The amount of trading losses that can be carried back to the preceding year remains unlimited for companies. After carry back to the preceding year, a maximum of £2,000,000 of unused losses will then be available for carry back against profits of the same trade of the previous 2 years. There will be a similar £2,000,000 limit for unincorporated businesses.

VAT Registration Limit Frozen at £85,000 until 1 April 2024

The VAT registration limit normally goes up each year in line with inflation but will remain at £85,000 for a further two years.

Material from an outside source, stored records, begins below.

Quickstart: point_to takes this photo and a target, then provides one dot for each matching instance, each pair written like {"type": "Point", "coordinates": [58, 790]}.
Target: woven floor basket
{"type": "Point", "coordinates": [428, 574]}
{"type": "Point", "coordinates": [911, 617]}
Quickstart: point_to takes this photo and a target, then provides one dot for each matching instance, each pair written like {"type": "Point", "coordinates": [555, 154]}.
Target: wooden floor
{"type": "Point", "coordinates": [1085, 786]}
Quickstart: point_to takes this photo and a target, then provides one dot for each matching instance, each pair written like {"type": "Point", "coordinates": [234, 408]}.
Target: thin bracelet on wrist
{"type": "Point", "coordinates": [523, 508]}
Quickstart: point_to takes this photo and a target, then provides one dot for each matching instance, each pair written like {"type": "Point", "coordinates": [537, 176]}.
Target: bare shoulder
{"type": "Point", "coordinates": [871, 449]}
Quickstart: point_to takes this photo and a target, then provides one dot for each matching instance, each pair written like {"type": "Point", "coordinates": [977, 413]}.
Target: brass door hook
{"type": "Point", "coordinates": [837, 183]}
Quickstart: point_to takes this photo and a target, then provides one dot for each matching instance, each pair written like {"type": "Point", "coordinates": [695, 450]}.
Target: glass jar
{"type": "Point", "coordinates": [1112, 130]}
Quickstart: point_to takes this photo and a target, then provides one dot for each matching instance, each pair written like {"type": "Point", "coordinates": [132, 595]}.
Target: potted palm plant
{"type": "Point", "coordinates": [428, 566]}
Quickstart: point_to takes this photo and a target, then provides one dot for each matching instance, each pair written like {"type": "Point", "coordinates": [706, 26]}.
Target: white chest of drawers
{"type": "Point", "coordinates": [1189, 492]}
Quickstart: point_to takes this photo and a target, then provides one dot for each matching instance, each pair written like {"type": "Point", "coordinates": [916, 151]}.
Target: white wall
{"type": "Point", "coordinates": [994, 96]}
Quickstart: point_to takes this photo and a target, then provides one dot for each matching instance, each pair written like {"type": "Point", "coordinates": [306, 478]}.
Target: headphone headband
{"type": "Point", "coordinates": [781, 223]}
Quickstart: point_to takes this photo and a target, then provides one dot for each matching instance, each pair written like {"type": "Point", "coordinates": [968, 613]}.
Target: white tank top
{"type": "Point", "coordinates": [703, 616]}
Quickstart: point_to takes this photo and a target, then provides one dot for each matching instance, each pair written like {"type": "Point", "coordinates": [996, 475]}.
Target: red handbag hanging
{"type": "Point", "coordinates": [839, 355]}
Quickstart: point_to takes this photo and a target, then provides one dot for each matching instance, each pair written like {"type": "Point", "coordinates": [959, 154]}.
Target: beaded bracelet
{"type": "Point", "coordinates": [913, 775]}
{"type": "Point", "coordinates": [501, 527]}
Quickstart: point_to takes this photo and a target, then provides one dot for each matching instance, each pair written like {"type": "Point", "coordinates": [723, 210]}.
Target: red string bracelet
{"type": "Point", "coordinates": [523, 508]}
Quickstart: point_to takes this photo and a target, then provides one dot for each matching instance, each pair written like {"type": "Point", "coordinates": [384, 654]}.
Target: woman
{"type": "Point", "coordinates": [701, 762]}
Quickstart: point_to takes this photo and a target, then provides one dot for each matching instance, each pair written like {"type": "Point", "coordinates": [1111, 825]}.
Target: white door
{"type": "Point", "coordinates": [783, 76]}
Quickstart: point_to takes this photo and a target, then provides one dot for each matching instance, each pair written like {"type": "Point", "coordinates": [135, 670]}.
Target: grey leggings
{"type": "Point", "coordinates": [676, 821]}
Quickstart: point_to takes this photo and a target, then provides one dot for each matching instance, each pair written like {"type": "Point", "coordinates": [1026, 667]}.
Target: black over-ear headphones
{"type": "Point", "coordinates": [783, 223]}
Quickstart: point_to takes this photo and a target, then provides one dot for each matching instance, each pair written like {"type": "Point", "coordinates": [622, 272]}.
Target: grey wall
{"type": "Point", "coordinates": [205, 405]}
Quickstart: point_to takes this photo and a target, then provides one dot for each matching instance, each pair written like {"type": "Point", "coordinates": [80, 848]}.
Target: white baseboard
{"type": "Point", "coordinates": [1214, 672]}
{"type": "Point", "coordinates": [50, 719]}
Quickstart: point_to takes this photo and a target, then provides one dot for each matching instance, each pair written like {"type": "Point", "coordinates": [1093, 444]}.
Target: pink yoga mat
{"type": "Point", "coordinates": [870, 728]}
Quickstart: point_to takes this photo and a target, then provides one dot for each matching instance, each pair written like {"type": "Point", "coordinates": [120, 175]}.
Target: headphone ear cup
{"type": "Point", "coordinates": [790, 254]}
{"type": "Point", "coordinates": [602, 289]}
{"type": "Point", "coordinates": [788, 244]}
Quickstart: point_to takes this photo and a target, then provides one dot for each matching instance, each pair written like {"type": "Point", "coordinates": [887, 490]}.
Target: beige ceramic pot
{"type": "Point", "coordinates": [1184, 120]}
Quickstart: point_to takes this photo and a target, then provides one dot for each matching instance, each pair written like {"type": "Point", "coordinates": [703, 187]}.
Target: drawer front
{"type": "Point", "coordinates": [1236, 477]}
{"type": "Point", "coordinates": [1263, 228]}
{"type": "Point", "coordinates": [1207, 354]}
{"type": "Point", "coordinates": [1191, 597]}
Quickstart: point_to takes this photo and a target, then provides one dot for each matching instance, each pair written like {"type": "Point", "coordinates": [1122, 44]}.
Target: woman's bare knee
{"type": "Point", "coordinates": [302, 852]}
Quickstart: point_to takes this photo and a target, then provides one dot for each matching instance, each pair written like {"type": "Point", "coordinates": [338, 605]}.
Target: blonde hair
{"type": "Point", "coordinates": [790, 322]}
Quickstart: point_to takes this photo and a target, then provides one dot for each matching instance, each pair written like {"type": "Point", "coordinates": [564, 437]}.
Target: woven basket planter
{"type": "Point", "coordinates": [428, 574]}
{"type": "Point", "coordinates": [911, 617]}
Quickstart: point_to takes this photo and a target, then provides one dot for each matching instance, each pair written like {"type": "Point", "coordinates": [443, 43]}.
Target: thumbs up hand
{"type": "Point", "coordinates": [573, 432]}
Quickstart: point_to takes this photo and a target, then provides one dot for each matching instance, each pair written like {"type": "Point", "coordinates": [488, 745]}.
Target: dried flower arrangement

Arguably this makes it easier for businesses to assess whether or not they are required to register for VAT as it is no longer a moving target.

Apprenticeship Schemes Extended

The current apprenticeship scheme will be improved with payments of £3,000 to employers in England for each new apprentice they hire aged under 25 and continue to pay the employer £1,500 for each new apprentice they hire aged over 25. The schemes will now run until 30 September 2021.

Starting in January 2022 there will be a new “flexi-job” apprenticeship which will allow individuals to work for more than one company via an agency.

The “Kickstart” Scheme announced in the Summer 2020 Plan for Jobs will continue to be available for the 2021/22 academic year to create 6-month work placements aimed at those aged 16-24 who are on Universal Credit and at risk of long-term unemployment. Employers who provide trainees with work experience will continue to be funded at a rate of £1,000 per trainee.